ANNIE ERNAUX. Je vis à Cergy depuis 1975. J’ai mis beaucoup de temps à accepter cette ville qui ne ressemblait à rien de ce que j’avais pu connaître auparavant. Pour moi, elle n’avait ni mémoire, ni histoire. On pouvait le percevoir aux noms des rues, comme la rue des Vendanges-Prochaines! Puis, dans les années 1980, j’ai commencé à trouver Cergy fascinante et il m’est venu d’écrire sur cette ville, son quotidien, sous formes d’instantanés, comme des photographies du réel. Dans « La vie extérieure » et « le Journal du dehors », dont sont extraits les textes de la pièce créée ce soir et demain, je l’évoque à travers mes déplacements, mes activités de maman ou de professeur de lettres. J’ai enseigné deux ans au collège des Louvrais, à Pontoise, avant de rejoindre le Cned (NDLR : Centre national d’enseignement à distance).

 

Cergy est-elle une bonne matière pour un écrivain?
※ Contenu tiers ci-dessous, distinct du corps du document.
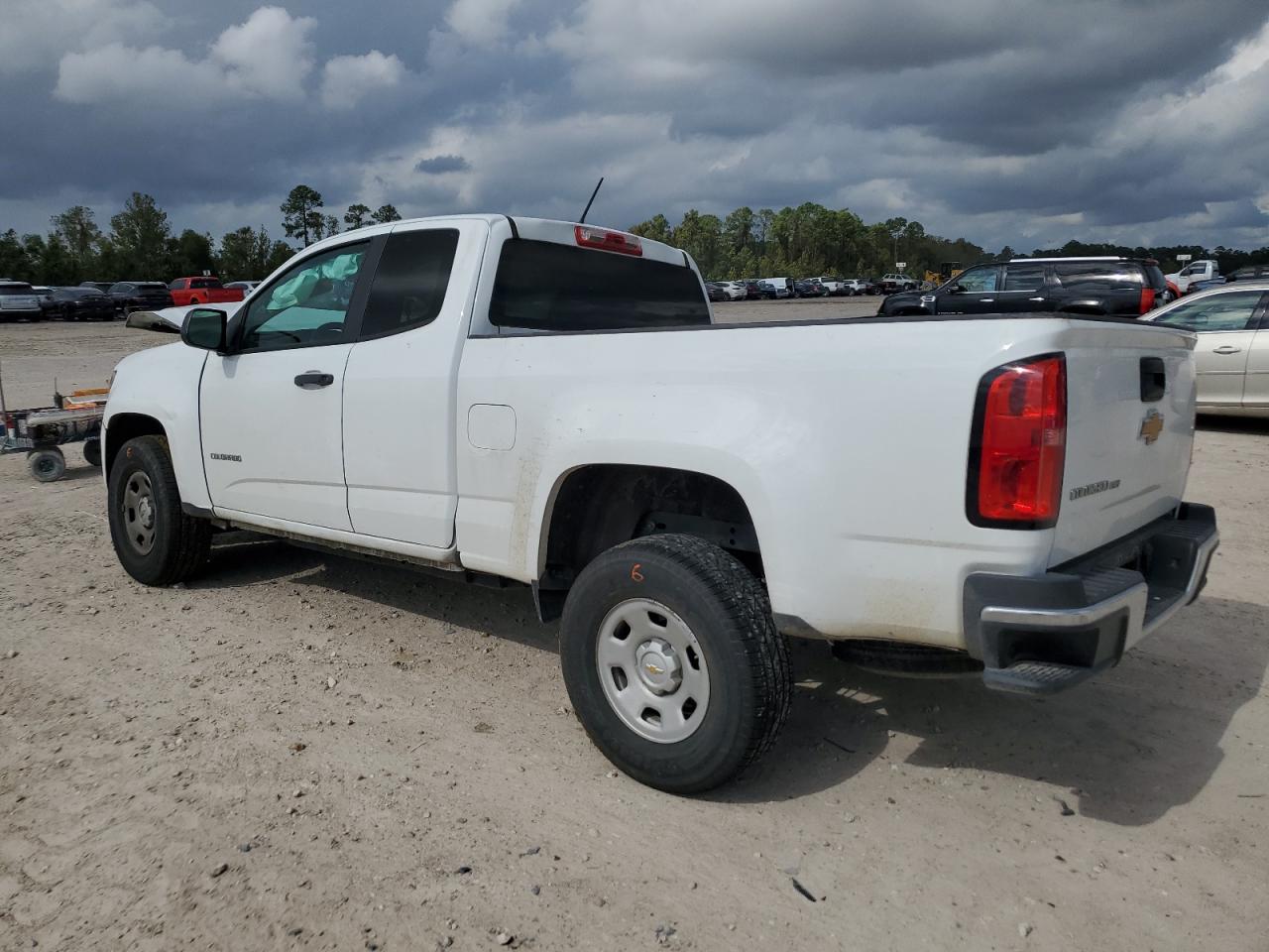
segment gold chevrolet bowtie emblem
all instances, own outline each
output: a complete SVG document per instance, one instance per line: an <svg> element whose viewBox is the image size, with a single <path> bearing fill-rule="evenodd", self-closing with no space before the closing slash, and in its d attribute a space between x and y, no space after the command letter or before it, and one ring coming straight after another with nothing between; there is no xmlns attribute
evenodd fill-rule
<svg viewBox="0 0 1269 952"><path fill-rule="evenodd" d="M1159 434L1164 432L1164 418L1157 410L1151 410L1146 414L1146 419L1141 421L1141 432L1137 434L1148 447L1156 439Z"/></svg>

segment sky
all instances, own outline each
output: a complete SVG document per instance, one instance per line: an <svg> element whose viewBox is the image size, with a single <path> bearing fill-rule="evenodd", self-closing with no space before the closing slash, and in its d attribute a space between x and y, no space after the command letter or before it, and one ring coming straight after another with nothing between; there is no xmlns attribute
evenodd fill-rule
<svg viewBox="0 0 1269 952"><path fill-rule="evenodd" d="M627 227L819 202L992 250L1269 245L1264 0L0 0L0 230L133 192Z"/></svg>

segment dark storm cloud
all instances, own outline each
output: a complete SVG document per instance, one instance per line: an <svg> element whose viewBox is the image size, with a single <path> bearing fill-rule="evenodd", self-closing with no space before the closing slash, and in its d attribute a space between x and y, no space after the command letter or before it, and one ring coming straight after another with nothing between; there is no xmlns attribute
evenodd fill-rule
<svg viewBox="0 0 1269 952"><path fill-rule="evenodd" d="M10 0L0 228L132 190L327 206L849 204L989 246L1269 244L1263 3ZM76 29L65 24L74 17Z"/></svg>
<svg viewBox="0 0 1269 952"><path fill-rule="evenodd" d="M415 171L424 175L443 175L447 171L466 171L472 168L471 162L461 155L435 155L431 159L420 159L415 162Z"/></svg>

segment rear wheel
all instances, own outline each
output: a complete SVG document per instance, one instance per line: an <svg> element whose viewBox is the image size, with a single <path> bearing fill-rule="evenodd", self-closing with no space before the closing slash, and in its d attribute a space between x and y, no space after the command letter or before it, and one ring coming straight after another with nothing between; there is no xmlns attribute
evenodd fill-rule
<svg viewBox="0 0 1269 952"><path fill-rule="evenodd" d="M30 475L41 482L57 482L66 475L66 457L56 447L51 449L37 449L27 458Z"/></svg>
<svg viewBox="0 0 1269 952"><path fill-rule="evenodd" d="M788 715L788 646L761 584L693 536L608 550L577 576L560 626L582 726L627 774L671 793L736 777Z"/></svg>
<svg viewBox="0 0 1269 952"><path fill-rule="evenodd" d="M119 564L143 585L171 585L207 562L212 528L185 515L162 437L137 437L119 448L109 479L110 541Z"/></svg>

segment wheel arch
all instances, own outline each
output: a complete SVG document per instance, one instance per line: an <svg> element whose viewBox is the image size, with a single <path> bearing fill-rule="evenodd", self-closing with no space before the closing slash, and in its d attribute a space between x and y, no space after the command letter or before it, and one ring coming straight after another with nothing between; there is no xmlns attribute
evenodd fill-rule
<svg viewBox="0 0 1269 952"><path fill-rule="evenodd" d="M137 437L162 437L166 439L168 430L164 429L164 425L157 419L147 414L122 413L110 416L104 437L105 439L102 446L102 472L109 479L110 466L114 465L114 457L118 456L119 447Z"/></svg>
<svg viewBox="0 0 1269 952"><path fill-rule="evenodd" d="M698 536L764 575L754 510L733 482L699 468L590 462L558 475L547 496L533 584L543 621L558 617L577 574L642 536Z"/></svg>

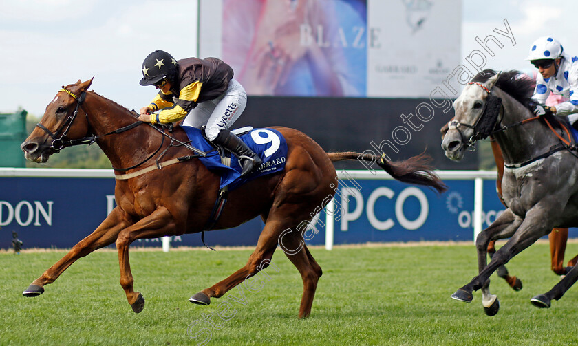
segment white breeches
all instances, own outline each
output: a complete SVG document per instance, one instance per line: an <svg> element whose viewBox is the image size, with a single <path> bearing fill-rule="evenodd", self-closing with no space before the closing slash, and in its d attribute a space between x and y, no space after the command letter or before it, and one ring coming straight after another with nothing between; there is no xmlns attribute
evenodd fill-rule
<svg viewBox="0 0 578 346"><path fill-rule="evenodd" d="M219 132L228 129L239 118L247 105L247 94L235 79L229 82L227 91L221 96L199 103L184 118L184 126L201 127L206 125L205 133L213 141Z"/></svg>

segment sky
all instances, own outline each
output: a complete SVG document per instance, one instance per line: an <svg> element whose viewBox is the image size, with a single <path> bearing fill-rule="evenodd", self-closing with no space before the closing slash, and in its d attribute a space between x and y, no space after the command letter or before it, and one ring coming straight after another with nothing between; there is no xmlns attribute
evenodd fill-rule
<svg viewBox="0 0 578 346"><path fill-rule="evenodd" d="M138 85L147 55L156 49L177 58L196 55L197 0L1 1L1 113L23 108L40 117L62 85L93 76L92 89L138 110L156 92ZM531 73L524 59L542 36L557 39L578 55L570 30L575 20L569 15L577 12L578 1L462 0L461 13L448 15L462 17L462 61L482 49L475 37L491 34L503 47L490 43L495 56L486 54L486 67ZM506 30L504 19L515 45L494 32Z"/></svg>

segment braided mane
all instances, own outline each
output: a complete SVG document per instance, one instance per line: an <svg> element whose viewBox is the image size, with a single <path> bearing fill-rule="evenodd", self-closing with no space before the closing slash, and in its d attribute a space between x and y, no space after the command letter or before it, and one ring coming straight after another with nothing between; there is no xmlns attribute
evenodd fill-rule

Oui! J’ai d’ailleurs un projet où je parlerai d’une autre façon de Cergy. Et avant cela, en avril, sortira « Regarde les lumières mon amour ». Ce texte décrit le grand spectacle d’un hypermarché, en l’occurrence les 3-Fontaines. Lorsque j’ai commencé à écrire sur la ville vers 1983-1984, la littérature française ne s’intéressait pas tellement à la banlieue et encore moins aux villes nouvelles, que certains sociologues appelaient encore les non-lieux! Mais là où il y a des gens, il n’y a pas de non-lieux. Cergy a aussi inspiré le cinéma, en particulier Eric Rohmer qui y a tourné en 1985 « L’Ami de mon amie ».
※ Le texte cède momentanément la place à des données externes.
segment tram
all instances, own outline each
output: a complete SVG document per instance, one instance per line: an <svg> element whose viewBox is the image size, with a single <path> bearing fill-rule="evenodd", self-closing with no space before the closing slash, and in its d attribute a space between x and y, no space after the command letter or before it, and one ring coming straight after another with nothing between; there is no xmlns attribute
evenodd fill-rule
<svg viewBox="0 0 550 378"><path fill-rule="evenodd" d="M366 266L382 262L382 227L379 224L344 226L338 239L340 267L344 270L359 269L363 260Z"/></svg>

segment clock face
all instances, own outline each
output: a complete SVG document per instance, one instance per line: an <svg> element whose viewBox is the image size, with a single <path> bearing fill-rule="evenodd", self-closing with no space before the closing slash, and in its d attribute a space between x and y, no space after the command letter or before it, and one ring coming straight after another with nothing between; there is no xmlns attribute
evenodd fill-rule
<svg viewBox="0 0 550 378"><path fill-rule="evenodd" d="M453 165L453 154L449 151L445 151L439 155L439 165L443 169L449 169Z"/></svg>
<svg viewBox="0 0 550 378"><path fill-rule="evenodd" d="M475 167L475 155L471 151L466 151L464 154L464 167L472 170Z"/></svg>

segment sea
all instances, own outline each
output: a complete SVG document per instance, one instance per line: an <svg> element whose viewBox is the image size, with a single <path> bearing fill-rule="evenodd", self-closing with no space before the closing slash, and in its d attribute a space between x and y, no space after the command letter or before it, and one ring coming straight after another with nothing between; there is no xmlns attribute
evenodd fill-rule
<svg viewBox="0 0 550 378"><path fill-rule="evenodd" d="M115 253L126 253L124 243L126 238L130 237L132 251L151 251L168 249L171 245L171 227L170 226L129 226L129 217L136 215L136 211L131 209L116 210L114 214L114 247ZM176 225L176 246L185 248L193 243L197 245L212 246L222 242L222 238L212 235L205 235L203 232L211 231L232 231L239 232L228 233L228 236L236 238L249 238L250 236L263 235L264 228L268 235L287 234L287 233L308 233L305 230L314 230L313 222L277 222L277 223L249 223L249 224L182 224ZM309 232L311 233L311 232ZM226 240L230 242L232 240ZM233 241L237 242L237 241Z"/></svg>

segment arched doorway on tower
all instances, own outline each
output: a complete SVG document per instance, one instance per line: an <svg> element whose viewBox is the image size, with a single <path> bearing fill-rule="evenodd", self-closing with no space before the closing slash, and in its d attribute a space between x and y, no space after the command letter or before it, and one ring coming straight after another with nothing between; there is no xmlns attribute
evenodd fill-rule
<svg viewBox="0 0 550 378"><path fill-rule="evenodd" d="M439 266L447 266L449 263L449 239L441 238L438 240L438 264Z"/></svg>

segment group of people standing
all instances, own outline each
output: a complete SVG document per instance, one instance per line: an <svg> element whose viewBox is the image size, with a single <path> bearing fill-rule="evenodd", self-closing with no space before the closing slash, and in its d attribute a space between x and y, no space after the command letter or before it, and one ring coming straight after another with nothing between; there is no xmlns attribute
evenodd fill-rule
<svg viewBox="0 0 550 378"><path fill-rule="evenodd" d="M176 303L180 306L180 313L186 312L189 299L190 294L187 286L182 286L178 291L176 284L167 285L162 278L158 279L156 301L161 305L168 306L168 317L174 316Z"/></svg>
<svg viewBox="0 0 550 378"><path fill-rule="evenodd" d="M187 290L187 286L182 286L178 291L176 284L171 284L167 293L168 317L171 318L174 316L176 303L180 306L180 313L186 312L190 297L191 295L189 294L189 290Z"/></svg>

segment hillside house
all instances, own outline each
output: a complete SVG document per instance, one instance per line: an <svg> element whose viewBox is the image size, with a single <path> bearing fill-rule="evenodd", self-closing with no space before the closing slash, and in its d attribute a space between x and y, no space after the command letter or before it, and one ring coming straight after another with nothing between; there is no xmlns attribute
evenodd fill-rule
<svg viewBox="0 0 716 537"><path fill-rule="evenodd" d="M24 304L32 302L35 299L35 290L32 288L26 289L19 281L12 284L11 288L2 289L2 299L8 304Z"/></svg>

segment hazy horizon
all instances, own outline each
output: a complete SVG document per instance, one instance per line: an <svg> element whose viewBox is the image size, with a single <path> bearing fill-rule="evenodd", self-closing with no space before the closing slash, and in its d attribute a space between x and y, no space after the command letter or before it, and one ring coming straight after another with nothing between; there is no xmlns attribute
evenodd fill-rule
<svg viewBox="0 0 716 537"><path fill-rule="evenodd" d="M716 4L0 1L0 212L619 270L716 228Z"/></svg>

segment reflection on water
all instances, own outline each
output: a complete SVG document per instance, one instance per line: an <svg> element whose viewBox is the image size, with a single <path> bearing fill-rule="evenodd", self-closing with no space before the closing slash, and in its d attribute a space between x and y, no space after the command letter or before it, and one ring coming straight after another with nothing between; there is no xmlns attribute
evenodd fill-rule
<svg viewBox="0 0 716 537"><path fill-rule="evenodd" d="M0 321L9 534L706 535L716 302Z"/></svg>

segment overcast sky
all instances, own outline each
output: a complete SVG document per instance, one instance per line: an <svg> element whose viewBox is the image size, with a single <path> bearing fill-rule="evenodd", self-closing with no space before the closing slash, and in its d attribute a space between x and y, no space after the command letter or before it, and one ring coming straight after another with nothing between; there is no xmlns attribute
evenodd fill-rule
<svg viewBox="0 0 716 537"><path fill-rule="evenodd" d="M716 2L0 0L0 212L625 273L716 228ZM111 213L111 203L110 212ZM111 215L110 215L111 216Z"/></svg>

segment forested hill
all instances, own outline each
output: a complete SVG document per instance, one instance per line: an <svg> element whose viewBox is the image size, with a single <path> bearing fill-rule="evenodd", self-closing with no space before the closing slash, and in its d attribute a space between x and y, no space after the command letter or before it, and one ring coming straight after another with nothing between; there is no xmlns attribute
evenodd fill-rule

Avez-vous des endroits fétiches ?

Ce sont ceux où j’ai fait mon histoire, depuis presque quarante ans : le quartier de la Préfecture, Cergy Saint-Christophe, les Etangs, l’Axe Majeur et sa somptueuse perspective que je vois depuis ma maison, ou encore la gare, qui signifie pour moi les personnes qui arrivent ou qui viennent me voir, représentent les choses heureuses. Tout comme les centres commerciaux de l’agglomération, car j’aime aussi celui du Leclerc d’Osny (rires).

Comment avez-vous vu l’agglomération évoluer?
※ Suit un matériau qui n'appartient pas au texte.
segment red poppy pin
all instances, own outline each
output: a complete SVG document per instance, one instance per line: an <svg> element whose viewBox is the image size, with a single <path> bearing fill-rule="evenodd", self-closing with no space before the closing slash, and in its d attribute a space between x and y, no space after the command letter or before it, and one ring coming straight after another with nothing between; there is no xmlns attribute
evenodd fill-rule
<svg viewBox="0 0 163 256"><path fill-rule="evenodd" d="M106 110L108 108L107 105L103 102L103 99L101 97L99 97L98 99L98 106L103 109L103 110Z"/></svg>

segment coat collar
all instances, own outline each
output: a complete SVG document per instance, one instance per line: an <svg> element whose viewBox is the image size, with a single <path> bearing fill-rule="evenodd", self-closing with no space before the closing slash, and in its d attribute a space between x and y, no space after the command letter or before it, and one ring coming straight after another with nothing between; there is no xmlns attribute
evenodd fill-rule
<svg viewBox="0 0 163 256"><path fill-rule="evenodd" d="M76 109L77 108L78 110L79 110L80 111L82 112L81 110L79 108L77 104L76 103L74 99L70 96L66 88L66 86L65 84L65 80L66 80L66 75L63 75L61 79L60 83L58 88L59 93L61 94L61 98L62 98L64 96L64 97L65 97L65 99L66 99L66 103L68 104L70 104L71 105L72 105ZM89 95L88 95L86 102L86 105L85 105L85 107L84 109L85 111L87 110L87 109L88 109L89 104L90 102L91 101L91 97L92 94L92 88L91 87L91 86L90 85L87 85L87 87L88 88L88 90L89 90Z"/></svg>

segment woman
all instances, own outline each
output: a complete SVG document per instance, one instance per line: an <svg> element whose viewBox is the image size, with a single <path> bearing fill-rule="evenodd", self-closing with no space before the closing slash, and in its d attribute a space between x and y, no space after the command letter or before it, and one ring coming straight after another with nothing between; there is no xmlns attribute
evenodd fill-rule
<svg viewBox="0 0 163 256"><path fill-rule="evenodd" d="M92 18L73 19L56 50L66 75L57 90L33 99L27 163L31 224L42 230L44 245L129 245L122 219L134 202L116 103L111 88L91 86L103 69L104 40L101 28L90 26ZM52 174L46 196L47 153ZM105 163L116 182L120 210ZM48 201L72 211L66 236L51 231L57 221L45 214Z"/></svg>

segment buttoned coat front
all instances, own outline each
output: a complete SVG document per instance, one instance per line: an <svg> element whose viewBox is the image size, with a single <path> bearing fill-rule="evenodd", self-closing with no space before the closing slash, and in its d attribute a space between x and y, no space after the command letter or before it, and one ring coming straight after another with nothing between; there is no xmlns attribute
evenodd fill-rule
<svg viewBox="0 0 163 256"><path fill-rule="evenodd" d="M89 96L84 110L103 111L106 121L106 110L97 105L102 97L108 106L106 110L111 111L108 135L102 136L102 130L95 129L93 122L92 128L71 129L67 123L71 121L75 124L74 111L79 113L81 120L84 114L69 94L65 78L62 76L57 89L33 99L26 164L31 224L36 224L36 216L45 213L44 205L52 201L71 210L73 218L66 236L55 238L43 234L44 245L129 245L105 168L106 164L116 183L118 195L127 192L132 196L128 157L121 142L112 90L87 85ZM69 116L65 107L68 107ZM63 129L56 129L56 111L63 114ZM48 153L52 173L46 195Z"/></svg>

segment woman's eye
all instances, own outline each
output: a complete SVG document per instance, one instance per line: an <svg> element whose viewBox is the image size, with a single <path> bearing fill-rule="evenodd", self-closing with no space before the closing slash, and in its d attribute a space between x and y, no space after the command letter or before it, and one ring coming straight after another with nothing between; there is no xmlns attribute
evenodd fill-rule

Lorsque j’ai emménagé à Cergy, la ville était en construction. Les quartiers de Cergy-Saint-Christophe et Cergy-le-Haut n’existaient pas encore ! J’ai senti vers 1989, avec l’ouverture de l’Université, que Cergy changeait. On commençait par exemple à voir des étudiants à Auchan. Ils détonnaient des clients habituels. Aujourd’hui, ma mémoire est liée à la ville nouvelle. Quand je m’y promène, beaucoup de choses me font repenser à ma propre histoire. Je revois la gare de Cergy-Préfecture avant qu’elle ne soit complètement modifiée, alors qu’elle n’avait pas 30 ans. Cergy est une histoire qui se fait. Des scènes que j’y vois me font penser à mon histoire. Comme la fois où, à un arrêt de bus, une mère et sa fille se parlaient avec acrimonie. Cela m’a rappelé ma relation avec ma mère.

Cergy va vous rendre hommage en 2014 ?

Je vais recevoir le titre de Docteur Honoris Causa de l’Université de Cergy-Pontoise, au cours d’un colloque international qui sera organisé autour de mon oeuvre en novembre à Cergy. Moi qui suis rebelle à toute forme de distinction, c’est la seule que j’accepterai. Parce qu’elle a du sens.